- Born: Florencia Caserta April 13, 1984 (age 42)
- Origin: El Palomar, Buenos Aires, Argentina
- Genres: Pop rock, rock
- Occupation: Singer
- Instruments: Voice, guitar
- Years active: 2001—
- Label: Universal

= Flor (singer) =

Argentine female pop and rock singer

Florencia "Flor" Caserta (born April 13, 1984) is an Argentine female pop and rock singer.

==Biography==
Caserta was born in El Palomar, Buenos Aires. She met Pablo Romero, singer of the band Árbol, who heard her singing and invited her to make a disc of covers from different bands from El Oeste (the western zone of Greater Buenos Aires). It was there that she recorded her first song, “Mañana en el Abasto”, by Sumo.
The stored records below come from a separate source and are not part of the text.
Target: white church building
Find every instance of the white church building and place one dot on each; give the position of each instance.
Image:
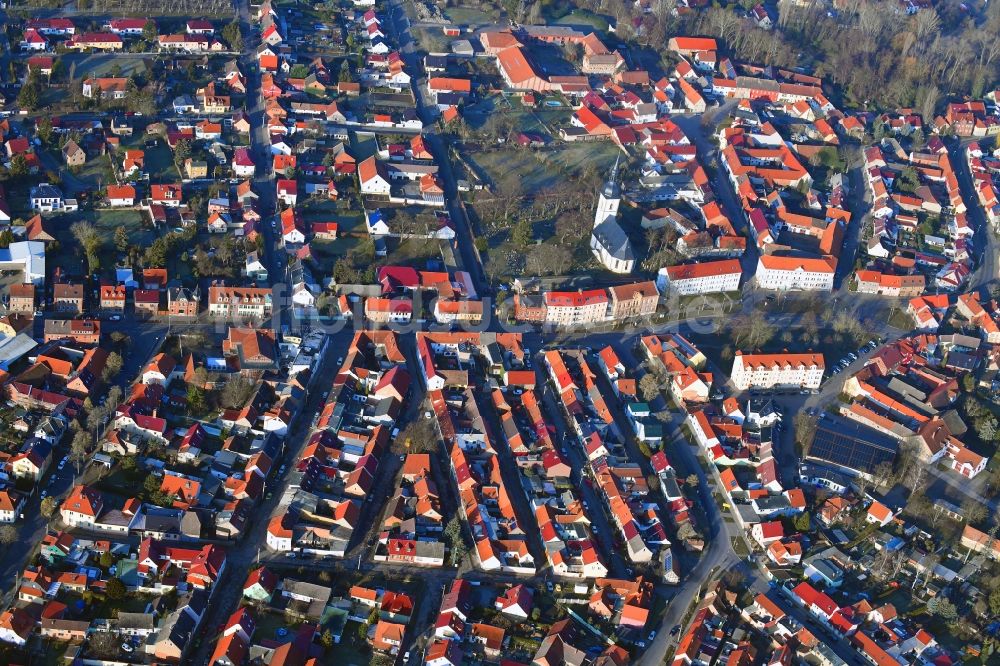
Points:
(608, 241)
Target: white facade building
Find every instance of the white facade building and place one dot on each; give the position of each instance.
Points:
(795, 273)
(767, 371)
(709, 277)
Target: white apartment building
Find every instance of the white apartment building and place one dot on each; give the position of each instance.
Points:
(239, 302)
(795, 273)
(766, 371)
(709, 277)
(570, 308)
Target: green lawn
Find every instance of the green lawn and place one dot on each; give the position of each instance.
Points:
(69, 256)
(431, 40)
(581, 17)
(101, 64)
(543, 120)
(524, 172)
(96, 172)
(469, 15)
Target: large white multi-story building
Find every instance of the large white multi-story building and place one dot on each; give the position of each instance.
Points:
(569, 308)
(767, 371)
(796, 273)
(239, 302)
(709, 277)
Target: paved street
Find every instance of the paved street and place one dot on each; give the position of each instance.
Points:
(427, 109)
(241, 557)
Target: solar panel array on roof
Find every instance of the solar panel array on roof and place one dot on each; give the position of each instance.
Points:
(851, 446)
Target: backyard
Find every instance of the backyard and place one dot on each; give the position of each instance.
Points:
(539, 194)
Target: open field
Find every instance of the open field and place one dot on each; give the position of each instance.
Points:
(523, 172)
(470, 15)
(544, 120)
(68, 255)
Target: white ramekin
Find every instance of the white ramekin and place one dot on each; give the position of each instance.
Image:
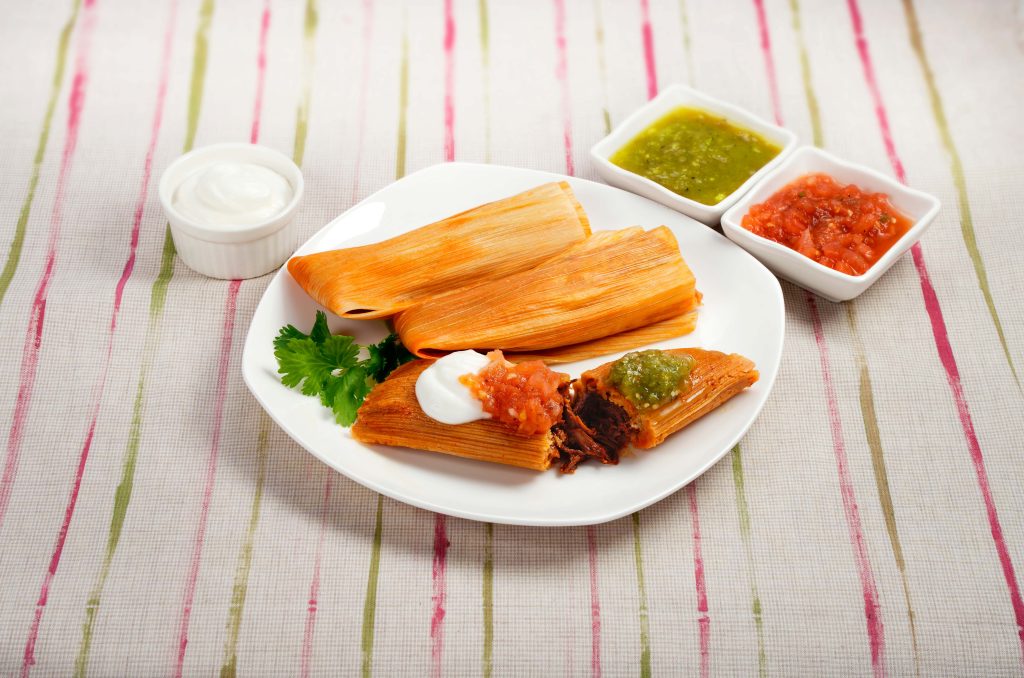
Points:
(671, 98)
(238, 252)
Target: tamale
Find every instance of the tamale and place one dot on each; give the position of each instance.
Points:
(610, 283)
(391, 416)
(481, 244)
(714, 379)
(648, 334)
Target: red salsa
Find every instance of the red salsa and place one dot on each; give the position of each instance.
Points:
(524, 395)
(840, 226)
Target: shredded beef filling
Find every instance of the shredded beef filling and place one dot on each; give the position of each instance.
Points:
(591, 427)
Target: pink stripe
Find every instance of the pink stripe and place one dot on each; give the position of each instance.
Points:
(34, 333)
(759, 5)
(876, 632)
(648, 50)
(368, 35)
(704, 621)
(264, 29)
(561, 71)
(307, 636)
(449, 82)
(211, 469)
(437, 599)
(872, 85)
(101, 382)
(942, 341)
(595, 605)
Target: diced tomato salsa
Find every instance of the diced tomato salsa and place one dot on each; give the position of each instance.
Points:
(523, 395)
(840, 226)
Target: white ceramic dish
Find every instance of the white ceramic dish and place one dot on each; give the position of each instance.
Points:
(742, 312)
(806, 272)
(235, 252)
(670, 98)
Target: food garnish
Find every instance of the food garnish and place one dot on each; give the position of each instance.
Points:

After that, they proposed that she record some demos of pop music. The process lasted two years, until they obtained five songs which they presented to producer Gustavo Santaolalla.

==Discography==

Flor's first album is the self-titled Flor (2006). Tracks include:

- "La Respuesta" (The Answer)
- "No, nada" (No, nothing)
- "Aire" (Air)
- "Igual" (Same One)
- "Sal" (Get Out)
- "Girar" (To Turn)
- "Así" (Like This)
- "¿Qué será?" (What Will Be?)
- "Jazmín"

"Jazmín" was the album's first single. "La Respuesta" was its second single.

==Charts==

| Song | Country | Peak position | Link |
|---|---|---|---|
| "Jazmín" | Uruguay Top 20 | #19 |  |

==Production==
Pablo Romero, Gustavo Santaolalla, Adrián Sosa. Associated Producer: Aníbal Kerpel.

The album was recorded in Los Angeles, California by Aníbal Kerpel and mixed in "La Casa" studios in Los Angeles.